Masih dengan sejuta kebingungan yang menjerat otakku karena sekarang aku telah berada di tempat yang sepi, bersih, hijau dan banyak pohon kamboja. Ryan membuka dompetnya lalu memberikan secarik kertas kusam padaku.
“aku melihat dia bersama sahabatku, hanya sehari setelah dia ninggalin aku. Tak kusangka sahabatku dan kekasihku menyakitiku. Aku benci huidupku.
Bianca, kan kubawa namamu bersama jiwaku pergi. jauh dari semua masalalu dan kesakitan ini. maafkan aku mencintaimu.”
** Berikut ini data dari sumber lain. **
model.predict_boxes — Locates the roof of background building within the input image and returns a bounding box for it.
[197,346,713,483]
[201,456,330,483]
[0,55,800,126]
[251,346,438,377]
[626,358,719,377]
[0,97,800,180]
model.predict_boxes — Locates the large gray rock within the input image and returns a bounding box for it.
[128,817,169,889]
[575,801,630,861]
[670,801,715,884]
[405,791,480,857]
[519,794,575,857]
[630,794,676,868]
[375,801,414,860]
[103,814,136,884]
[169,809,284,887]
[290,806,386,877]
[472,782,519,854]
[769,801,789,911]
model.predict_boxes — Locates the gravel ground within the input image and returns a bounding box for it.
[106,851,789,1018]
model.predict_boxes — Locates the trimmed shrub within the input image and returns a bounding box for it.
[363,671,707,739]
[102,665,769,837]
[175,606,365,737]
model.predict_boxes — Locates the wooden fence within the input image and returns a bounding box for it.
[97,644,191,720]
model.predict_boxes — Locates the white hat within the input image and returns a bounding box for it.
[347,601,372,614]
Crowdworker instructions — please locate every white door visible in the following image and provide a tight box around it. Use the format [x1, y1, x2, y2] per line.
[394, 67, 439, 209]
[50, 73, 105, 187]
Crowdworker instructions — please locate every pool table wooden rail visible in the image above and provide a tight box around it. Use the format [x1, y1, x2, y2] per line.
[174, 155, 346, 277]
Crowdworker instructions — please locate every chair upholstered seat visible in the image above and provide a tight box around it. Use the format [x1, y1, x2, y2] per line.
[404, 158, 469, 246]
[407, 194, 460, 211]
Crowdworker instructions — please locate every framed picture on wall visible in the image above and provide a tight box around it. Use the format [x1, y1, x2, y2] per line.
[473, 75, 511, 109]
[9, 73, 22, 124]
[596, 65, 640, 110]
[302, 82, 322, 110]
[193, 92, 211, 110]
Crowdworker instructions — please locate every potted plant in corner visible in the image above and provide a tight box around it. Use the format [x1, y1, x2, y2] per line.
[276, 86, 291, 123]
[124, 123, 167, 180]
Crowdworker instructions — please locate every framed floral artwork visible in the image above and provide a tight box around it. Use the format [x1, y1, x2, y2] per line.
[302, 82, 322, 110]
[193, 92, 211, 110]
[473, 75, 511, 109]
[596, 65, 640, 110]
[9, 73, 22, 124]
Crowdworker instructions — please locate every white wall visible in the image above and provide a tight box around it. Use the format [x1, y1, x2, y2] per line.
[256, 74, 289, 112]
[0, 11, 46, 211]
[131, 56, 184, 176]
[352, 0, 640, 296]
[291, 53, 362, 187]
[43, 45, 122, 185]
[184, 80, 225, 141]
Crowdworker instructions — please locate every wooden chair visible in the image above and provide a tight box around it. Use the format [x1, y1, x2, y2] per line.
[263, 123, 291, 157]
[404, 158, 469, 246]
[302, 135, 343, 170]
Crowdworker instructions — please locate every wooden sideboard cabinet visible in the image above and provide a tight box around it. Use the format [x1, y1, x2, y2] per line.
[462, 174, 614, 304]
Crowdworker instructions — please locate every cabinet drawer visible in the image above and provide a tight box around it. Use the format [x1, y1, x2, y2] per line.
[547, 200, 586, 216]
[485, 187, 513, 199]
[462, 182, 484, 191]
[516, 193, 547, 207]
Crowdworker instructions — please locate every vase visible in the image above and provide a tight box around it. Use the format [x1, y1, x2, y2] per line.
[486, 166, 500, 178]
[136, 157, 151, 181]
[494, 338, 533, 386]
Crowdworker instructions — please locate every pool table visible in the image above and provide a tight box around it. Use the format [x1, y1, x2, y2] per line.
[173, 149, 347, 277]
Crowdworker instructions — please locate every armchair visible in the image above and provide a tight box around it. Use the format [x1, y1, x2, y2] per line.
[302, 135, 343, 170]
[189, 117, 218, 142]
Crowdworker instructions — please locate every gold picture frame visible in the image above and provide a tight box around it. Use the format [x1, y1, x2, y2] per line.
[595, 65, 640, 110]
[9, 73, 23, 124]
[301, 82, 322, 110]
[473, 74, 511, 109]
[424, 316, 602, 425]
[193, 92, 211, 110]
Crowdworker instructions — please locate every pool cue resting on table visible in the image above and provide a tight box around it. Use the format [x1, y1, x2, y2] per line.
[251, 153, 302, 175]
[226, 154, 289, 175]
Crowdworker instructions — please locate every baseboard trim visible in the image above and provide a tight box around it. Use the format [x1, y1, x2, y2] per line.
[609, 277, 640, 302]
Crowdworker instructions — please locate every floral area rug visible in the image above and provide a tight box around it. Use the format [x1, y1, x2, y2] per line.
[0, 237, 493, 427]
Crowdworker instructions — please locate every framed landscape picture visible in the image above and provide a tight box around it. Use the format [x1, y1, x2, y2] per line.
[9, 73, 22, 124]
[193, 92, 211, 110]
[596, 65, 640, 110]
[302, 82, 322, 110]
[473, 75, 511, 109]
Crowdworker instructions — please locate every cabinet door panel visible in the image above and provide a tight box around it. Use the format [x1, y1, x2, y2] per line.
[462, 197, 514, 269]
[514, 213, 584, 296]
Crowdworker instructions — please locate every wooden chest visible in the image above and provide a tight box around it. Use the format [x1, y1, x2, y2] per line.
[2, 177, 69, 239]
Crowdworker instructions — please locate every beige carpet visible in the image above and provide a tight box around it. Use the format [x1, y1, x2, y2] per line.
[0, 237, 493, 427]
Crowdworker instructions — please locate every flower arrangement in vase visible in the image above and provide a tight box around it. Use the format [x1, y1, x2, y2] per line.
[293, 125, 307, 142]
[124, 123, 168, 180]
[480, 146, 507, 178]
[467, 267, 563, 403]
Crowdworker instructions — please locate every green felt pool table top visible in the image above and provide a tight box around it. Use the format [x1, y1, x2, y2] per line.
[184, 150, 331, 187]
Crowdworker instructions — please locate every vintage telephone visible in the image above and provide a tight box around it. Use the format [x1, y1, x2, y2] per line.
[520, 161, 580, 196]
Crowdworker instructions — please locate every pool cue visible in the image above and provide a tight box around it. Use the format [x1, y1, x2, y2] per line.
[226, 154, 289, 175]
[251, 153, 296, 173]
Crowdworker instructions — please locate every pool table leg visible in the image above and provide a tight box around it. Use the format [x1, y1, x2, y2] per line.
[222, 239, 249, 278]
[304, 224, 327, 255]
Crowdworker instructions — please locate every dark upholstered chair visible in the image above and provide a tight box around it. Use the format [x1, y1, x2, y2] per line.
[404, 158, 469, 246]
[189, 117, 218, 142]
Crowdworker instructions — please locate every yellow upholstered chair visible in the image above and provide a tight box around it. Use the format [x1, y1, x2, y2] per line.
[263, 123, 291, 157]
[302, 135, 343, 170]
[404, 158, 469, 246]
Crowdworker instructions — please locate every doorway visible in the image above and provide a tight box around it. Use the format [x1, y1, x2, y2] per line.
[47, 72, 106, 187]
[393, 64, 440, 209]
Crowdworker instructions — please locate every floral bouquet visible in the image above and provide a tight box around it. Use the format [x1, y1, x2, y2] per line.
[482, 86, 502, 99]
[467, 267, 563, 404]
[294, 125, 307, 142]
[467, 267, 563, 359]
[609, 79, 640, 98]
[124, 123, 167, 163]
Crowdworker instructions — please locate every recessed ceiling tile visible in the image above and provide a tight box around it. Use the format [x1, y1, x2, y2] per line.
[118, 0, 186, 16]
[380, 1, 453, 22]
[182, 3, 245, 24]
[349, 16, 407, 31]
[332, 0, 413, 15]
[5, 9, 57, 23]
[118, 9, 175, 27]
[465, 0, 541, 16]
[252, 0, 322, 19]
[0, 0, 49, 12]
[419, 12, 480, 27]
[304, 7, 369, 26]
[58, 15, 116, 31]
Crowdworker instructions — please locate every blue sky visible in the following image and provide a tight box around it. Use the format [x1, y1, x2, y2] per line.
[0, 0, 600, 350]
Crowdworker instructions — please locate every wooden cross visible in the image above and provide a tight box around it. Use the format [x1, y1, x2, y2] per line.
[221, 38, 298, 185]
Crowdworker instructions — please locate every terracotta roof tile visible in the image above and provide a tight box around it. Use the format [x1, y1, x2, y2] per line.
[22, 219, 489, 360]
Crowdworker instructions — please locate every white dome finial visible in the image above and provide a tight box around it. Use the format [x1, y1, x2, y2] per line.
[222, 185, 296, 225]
Aku melihat ryan, hanya dengan tatapan bingung tanpa buka mulut dia menjawab pertanyaan yang melintas di benakku. “itu kalimat terakhir niko dalam diarynya.” Kalimat itu semakin membuatku bingung, lalu apa hubungan semua ini denganku, kulihat ryan menarik nafas dalam dalam. “dia adalah orang yang kau sakiti tiga bulan yang lalu”. ada yang menyesaki rongga dibalik tulang rusukku setelah mendengar kata kata itu, perasaan ku mulai tak tenang, banyak pikiran terlintas menakutkan. Apa mungkin? begitu banyak pertanyaan yang mungkin bisa menjadi jelas. “terus?” aku meminta ryan melanjutkan cerita yang sebenarnya sangat membuatku takut. “dia adikku Seminggu setelah dia patah hati dia kecelakaan, dia koma, dan tak pernah bicara lagi. dia anak yang polos dan rapuh, dia sakit sakitan itulah kenapa kami sangat menyanyaginya” dan baru kali ini aku merasa seharusnya aku tak punya telinga agar aku tak bisa mendengarkan cerita yang begitu pahit, aku hanya terduduk lemas mendengar cerita ryan, aku menggenggam kertas itu kuat kuat. Ryan mengusap punggungku, aku tak punya alasan untuk tidak menangis. “sekarang dia sudah tenang” kalimat itu terdengar lirih dari bibirnya. kini aku mengerti kenapa ryan dendam padaku. Dadaku seolah tertindih batu yang sangat besar, tak kusangka semua begini, Batu nisan ini seolah mencatat semua penyesalanku.